施設名 | 高尾登山電鉄(ケーブルカー・リフト) |
乗り場住所 | 〒193-0844 東京都八王子市高尾町2205(清滝駅) |
電話番号 | 042-661-4151 |
公式サイト | https://www.takaotozan.co.jp/ |
アクセス | 京王線高尾山口駅から徒歩約5分 |
お得な利用方法
高尾山きっぷ
京王線・井の頭線各駅で購入できる往復セット割引券。京王線往復乗車券とケーブルカー・リフトの往復券または片道券がセットになったお得なきっぷです。詳細は京王電鉄公式サイトをご確認ください。
高尾山湯ったりきっぷ
京王線往復+ケーブルカー・リフト往復+京王高尾山温泉「極楽湯」の入館・食事がセットになった割引きっぷもあります。
まとめ
最終的にどちらを選ぶかは、あなたの旅のスタイル次第です。
- 確実性、スピード、グループでの利用を重視するなら → ケーブルカー
- 自然との一体感、スリル、特別な体験を求めるなら → リフト
迷ったら、「行きはリフトで景色を満喫し、帰りは疲れているのでケーブルカーで素早く下山する」という、両方の良いとこ取りをするのも賢い選択です。
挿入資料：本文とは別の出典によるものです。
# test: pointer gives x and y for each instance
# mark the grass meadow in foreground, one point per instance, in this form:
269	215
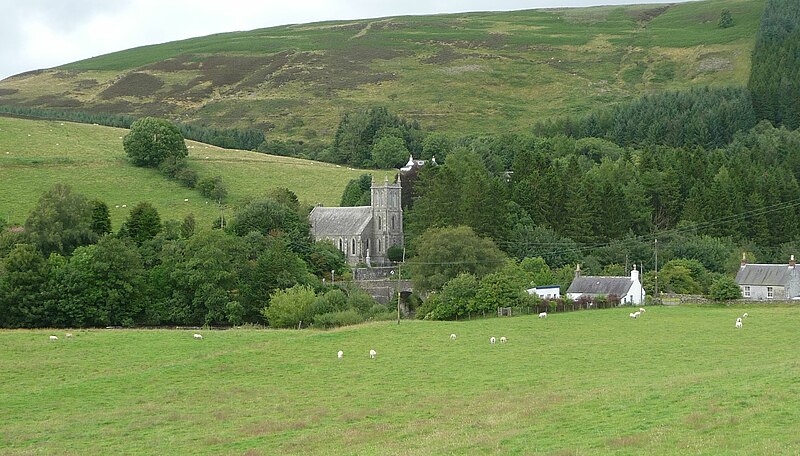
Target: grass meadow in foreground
679	380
ぜひこの記事を参考に、あなたにぴったりの乗り物を選んで、快適な高尾山の旅をスタートさせてください。
重要な注意事項
料金・営業時間について: 本記事の料金や営業時間は2025年7月時点の情報です。料金改定や営業時間の変更が行われる場合があるため、必ず訪問前に高尾登山電鉄公式サイトで最新情報をご確認ください。